TMCnet Feature
January 11, 2022

3 Ways to Boost Collaboration in Your Software Development Team

Think back to the group projects you worked on in high school or college. The team’s success depended on everyone pulling their weight and communicating effectively throughout the project. Software developers work under similar demands and circumstances, but the stakes are notably higher. Developers face more than a bad grade when software projects fail to meet quality standards or budget and time constraints. 

Potential loss of business, reputation, and morale aside, developers also deal with the challenges of managing multiple projects at once. Good teamwork involves much more than check-in meetings and emails, given a project’s numerous details. Groups need tools, workflows, and processes to keep everything together. This article discusses ways to raise the collaboration bar among your software developers. 

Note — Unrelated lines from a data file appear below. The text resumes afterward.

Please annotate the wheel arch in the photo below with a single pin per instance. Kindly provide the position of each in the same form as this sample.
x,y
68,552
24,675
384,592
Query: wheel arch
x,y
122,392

1. Centralize Project Information and Tracking

A surefire way to knock a project off track is by failing to provide transparency. It’s not a good sign when developers wonder what they should do or whether it’s OK to proceed. Although some team members will reach out to leadership or peers to figure out what’s next, this can create problems. Information and communication become fragmented, leading to further confusion and potential animosity and division.

A critical part of a project leader’s role is to provide direction. Without project management tools, it’s hard to centralize assignment information and deliverables. When teams rely on emails and phone calls to keep things moving, something or someone will get left behind. Project management software allows everyone to see and give feedback on deliverables, ask for help, and track every detail.

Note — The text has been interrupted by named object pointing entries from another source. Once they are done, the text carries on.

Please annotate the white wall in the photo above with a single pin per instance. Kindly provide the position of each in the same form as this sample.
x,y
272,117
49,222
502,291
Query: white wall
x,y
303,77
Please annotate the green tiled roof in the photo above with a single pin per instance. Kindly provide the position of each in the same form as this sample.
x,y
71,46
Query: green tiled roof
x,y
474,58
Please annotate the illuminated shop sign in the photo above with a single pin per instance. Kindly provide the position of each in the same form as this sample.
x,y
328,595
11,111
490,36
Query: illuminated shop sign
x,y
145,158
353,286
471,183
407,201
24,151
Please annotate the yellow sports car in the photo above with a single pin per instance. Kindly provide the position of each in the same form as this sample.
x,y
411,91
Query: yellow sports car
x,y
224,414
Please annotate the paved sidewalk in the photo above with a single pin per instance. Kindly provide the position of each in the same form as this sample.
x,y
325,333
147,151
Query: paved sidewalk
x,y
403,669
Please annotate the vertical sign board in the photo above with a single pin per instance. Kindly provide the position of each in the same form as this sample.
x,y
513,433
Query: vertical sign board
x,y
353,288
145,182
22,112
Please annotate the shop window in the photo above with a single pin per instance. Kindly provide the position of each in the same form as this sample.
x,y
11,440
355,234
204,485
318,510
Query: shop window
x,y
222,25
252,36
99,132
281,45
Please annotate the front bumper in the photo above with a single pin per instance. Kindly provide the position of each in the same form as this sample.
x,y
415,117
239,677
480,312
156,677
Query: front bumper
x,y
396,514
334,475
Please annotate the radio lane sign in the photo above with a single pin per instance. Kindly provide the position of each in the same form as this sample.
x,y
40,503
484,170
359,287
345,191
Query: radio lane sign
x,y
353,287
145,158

Communication features also facilitate group collaboration, including mapping out a project’s timeline, reviewing user feedback, and brainstorming solutions. If some developers work remotely or have different schedules, centralized tools let them pick up where others left off. Such tools also bring the efforts of external contractors and internal software teams together on assignments.

2. Define Workflows, Project Roles, and Procedures

Encouraging and developing team cohesion starts with a common purpose, objective, or vision. In traditional command-and-control cultures, it’s the leader who determines the group’s goals and hands them down. However, this approach doesn’t always promote collaboration among employees who must work in sync to be successful.

The opposite of top-down leadership is the bottom-up approach, where staff members become active participants in decisions and goal setting. Democratized decision-making processes can promote and influence team collaboration. Developers get to shape the direction of a project and point out details management might miss. Employees also get to exercise more control over their work and feel more personally invested in the outcome.

It can be beneficial to use a combination of top-down and bottom-up leadership styles. One of the risks of the bottom-up approach is role ambiguity, where there aren’t distinct lines of authority and responsibility. Role ambiguity and conflict can happen when clearly defined work processes, project roles, and procedures are lacking.

Role ambiguity, in particular, harms individual and group performance. When contributors aren’t sure where they fit in, they’re at risk of becoming dissatisfied with the job, co-workers, and supervisors. Employees start to disconnect from the team, reduce their collaborative efforts, or stop contributing altogether. It’s a good idea to involve developers in decisions that impact their work on a project. However, it’s up to you to set clear expectations for processes, deliverables, and individual roles.  

3. Make Time for Review and Feedback

With project management software, it’s easy to give real-time suggestions on milestones or details within a string of code. Yet the fast-paced nature of software development and working on multiple endeavors can make it difficult to provide comprehensive feedback. Taking a step back at the end of each project to review what worked and what didn’t helps prevent future missteps.

Going over learned lessons identifies strengths and weaknesses in processes, documentation, methods, and tools. Reviewing a project’s overall ups and downs can also promote future collaboration by rallying the group around a common cause. Be sure, however, to approach the review and feedback process with an understanding that it’s about improving procedures. Without this baseline, feedback sessions might turn into a series of personal attacks or negative comments about work styles.

Strong real-time moderation is one way to avoid this. Another way is to ask each team member to submit their feedback list separately. Then you can filter those comments to set the review session’s agenda.

Besides review sessions, try working with each developer individually on portions of a project. Team members can also do this with peers to overcome coding or programming challenges. An experienced developer could work with another member who’s new to the group. As employees complete tasks together, they can exchange ideas and suggestions. Those who are new will learn the ropes, while senior developers will reinforce what they know and develop mentoring skills.  

Bringing It All Together

When teams aren’t cooperative and lack solidarity, it’s frustrating for everyone involved. Project managers can feel helpless as they lose control and make multiple attempts to glue everything back together. While building a collaborative culture isn’t a one-and-done process, implementing a few tools and methods will get you there.

For any software development team, project management software is a must. But the right tools will only help your group collaborate successfully if they have solid leadership and cooperation principles behind them. Establish and communicate well-defined roles and workflows and encourage transparent feedback on projects’ successes and shortcomings. By bringing the development team together to solve common problems and achieve group objectives, cohesiveness and collaboration can take hold.